Sonntag, 11. September 2011

Ansichtssachen

Kurze Verblüffung: Ich stehe vor einer Haustür in der Pikk-Straße und habe den Klingelknopf gedrückt, der neben dem Schild „Kuuskemaa Galerie“ angebracht ist. Ich mache mich bereit, einzutreten, schaue zielgerichtet nach vorne und erschrecke, als plötzlich links unten neben mir eine Holzluke aufgestoßen wird und Jüri Kuuskemaa seinen Kopf herausstreckt: Willkommen! Er reicht mir die Hand und geleitet mich die vier Stufen hinunter in sein Reich.

Jüri Kuuskemaa ist einer der Altstadtexperten in Tallinn. Wenn vor Bau- und Renovierungsarbeiten im UNESCO-Erbe guter Rat gefragt ist, konsultiert man ihn, wenn Ehrengäste eine Stadtführung wünschen, gibt man sie in seine Obhut. Und dann und wann empfängt Jüri Kuuskemaa auch Besuch in seiner Galerie. Im Keller seines Hauses hat der 68-jährige Kunsthistoriker rund 90 alte Ansichtsgrafiken von Tallinn ausgestellt, die er im Lauf von vier Jahrzehnten zusammengetragen und restauriert hat.

Die meisten Bilder stammen aus der Biedermeierzeit (also aus der ersten Hälfte des 19. Jahrhunderts) und zeigen Reval aus einem entsprechend idyllischen und gemütlichen Blickwinkel. Die Frauen haben noch keine Hosen an, sondern tragen bauschige Röcke und stehen schwatzend auf dem Alten Markt.
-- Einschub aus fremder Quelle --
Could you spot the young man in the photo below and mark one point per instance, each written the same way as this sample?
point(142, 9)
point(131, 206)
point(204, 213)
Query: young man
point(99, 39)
Der Kutscher schlägt die Peitsche und das Rösslein nimmt Anlauf, um durch das Lange Bein auf den Domberg zu traben. Auf dem Laaksberg (heute der Stadtteil Lasnamäe) spielt ein Knabe Flöte und blickt auf die Kirchtürme, die im Dunst fast verschwinden. Dass die Betrachtung solcher Szenen eine beinahe kontemplative Wirkung hat und unseren gestressten Gemütern gut tut, davon ist Jüri Kuuskemaa überzeugt.

Im 19. Jahrhundert waren die Druckgrafiken als hochwertige Mitbringsel beliebt. Nach den Vorlagen mehr oder weniger bekannter Meister, die Reval gezeichnet hatten, fertigte man in den Werkstätten in Flensburg, Augsburg, München oder Paris Druckplatten an, aus Stein, Kupfer oder Holz. Die Stiche wurden vervielfältigt, manchmal noch handkoloriert und gingen dann zurück nach Reval, damit sie an die Kurgäste verkauft werden konnten. Einige Grafiken in der Galerie von Kuuskemaa sind sogar ein bisschen kostbar. Sie gehen zum Beispiel zurück auf die Zeichnungen, die Adam Olearius oder seine Begleiter gemacht haben, als sie auf ihren Reisen nach Moskau auch in Reval Station machten, oder wurden mit Druckvorlagen von Matthäus Merian hergestellt.

Doch auch wenn ein Bild von einem absolut unbedeutenden Künstler stammt, würde er ihm sogar gegenüber einem echten Rembrandt den Vorzug geben, sagt Jüri Kuuskemaa. Im Lauf der Jahre sei er in dieser Hinsicht zu einem provinziellen Patrioten geworden. Jedes der alten Bilder ist für ihn ein Rätsel, das es zu lösen gilt. Manchmal, wenn er die alten Ansichten anschaut, freut er sich, wie beständig die Stadt ist, dass viele Ecken in der Stadt noch heute so aussehen wie vor 150, 200 oder 300 Jahren. Und manchmal ist er überrascht, welch starken Umwälzungen die Stadt unterworfen war. Immer wieder neu auszuloten, welcher Eindruck überwiegt, das macht Jüri Kuuskemaa Freude.